Payment on account
Payment on account
Under CPR rule 44.2(8), since I have made an order for costs to be subject to detailed assessment if not agreed, I must also make an order for an interim payment on account of such costs, unless there is a good reason not to do so. In Learning Curve (NE) Group Ltd v Lewis [2025] EWHC 2491 (Comm). HHJ Russen KC, sitting as a judge of the High Court, said:
“59. I recognise that, where the receiving party has an approved costs budget, the court now routinely fixes a payment on account by reference to 90% of the agreed and/or approved budgeted sum (and, as the level of incurred costs generally feeds into any agreement upon or approval of the budgeted costs, I think usually without any real distinction being drawn between the incurred and budgeted elements of the total sum): see, e.g. Thomas Pink Ltd v Victoria's Secret UK Ltd [2014] EWHC 3258 (Ch); [2015] 3 Costs LR 463, at [60], per Birss J; MacInnes v Gross [2017] EWHC 127 (QB); [2017] 4 WLR 497, at [28], per Coulson J; and Sheeran v Chokri [2022] EWHC 1528 (Ch), at [41], per Zacaroli J. However, those cases concerned costs which were to be assessed on the standard basis. It is because CPR 3.18 provides that, when assessing costs on the standard basis, the court will not depart from the approved or agreed budgeted costs unless there is good reason to do so that the practice has been adopted of taking a high percentage of the receiving party's budgeted costs for the purpose of fixing the payment on account. CPR 3.18 provides reasonable confidence that a figure in the region of 90% of the budget is unlikely to amount to an overpayment and should for that purpose be treated as reflecting the payee's likely irreducible minimum entitlement.
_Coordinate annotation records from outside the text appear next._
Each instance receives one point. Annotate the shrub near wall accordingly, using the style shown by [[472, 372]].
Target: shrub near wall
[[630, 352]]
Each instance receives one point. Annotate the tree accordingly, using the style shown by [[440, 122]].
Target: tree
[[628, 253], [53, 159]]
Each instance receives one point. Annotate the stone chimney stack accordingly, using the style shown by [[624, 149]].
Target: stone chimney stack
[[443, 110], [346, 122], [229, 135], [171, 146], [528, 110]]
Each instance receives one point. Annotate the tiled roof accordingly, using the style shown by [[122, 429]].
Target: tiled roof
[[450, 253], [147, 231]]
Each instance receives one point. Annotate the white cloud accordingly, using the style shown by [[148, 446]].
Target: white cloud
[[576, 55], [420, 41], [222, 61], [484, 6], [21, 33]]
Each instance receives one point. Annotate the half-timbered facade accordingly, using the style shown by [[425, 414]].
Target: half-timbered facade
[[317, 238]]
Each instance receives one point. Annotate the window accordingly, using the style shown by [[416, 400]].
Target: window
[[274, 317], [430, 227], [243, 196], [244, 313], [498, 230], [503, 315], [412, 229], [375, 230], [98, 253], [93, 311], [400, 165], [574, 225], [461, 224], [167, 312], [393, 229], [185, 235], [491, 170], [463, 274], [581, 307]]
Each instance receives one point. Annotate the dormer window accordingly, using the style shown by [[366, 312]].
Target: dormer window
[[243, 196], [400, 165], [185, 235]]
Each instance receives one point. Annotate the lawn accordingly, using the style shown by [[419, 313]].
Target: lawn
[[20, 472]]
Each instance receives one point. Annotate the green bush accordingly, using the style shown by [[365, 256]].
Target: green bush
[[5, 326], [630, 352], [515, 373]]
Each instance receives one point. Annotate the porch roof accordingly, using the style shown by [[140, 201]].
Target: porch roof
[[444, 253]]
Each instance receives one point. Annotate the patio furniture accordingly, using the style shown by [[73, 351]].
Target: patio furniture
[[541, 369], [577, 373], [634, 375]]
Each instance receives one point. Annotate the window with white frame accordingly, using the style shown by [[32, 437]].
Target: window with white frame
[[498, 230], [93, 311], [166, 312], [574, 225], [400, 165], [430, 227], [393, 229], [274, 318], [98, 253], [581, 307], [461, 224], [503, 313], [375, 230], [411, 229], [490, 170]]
60. In this case, and in the absence of agreement upon the recoverable amount, a significant part of the claimant's costs will be assessed on the indemnity basis and CPR 3.18 will not apply to those costs. As Coulson LJ observed in Burgess v Lejonvarn [2020] EWCA Civ 114; [2020] 4 WLR 43, at [89]–[93], if there is an order for indemnity costs, then prima facie any approved budget becomes irrelevant. It follows that the reasoning underpinning the approach to a payment on account, which is illustrated by the three cases mentioned above, does not apply to the significant element of the claimant's costs covered by the award of indemnity costs, whether or not they are included in a presently approved budget.”
Since I have ordered the first defendant to pay the claimant’s costs on the indemnity basis, the same reasoning applies to the present case. The originally approved costs budget of the claimant was varied by DJ Markland in August 2025 to a total of £109,133.50, excluding VAT (of which £27,173.50 were incurred costs, and £81,960 were estimated costs). The claimant acknowledges that this budget will include costs which have not been incurred, such as the second day of the trial and disbursements from mediation. But there are also other costs incurred by the claimant which are not included. She estimates that her total costs incurred are approximately £155,000. In all the circumstances, I will order a payment on account of £109,000 by 4 PM on 17 November 2025.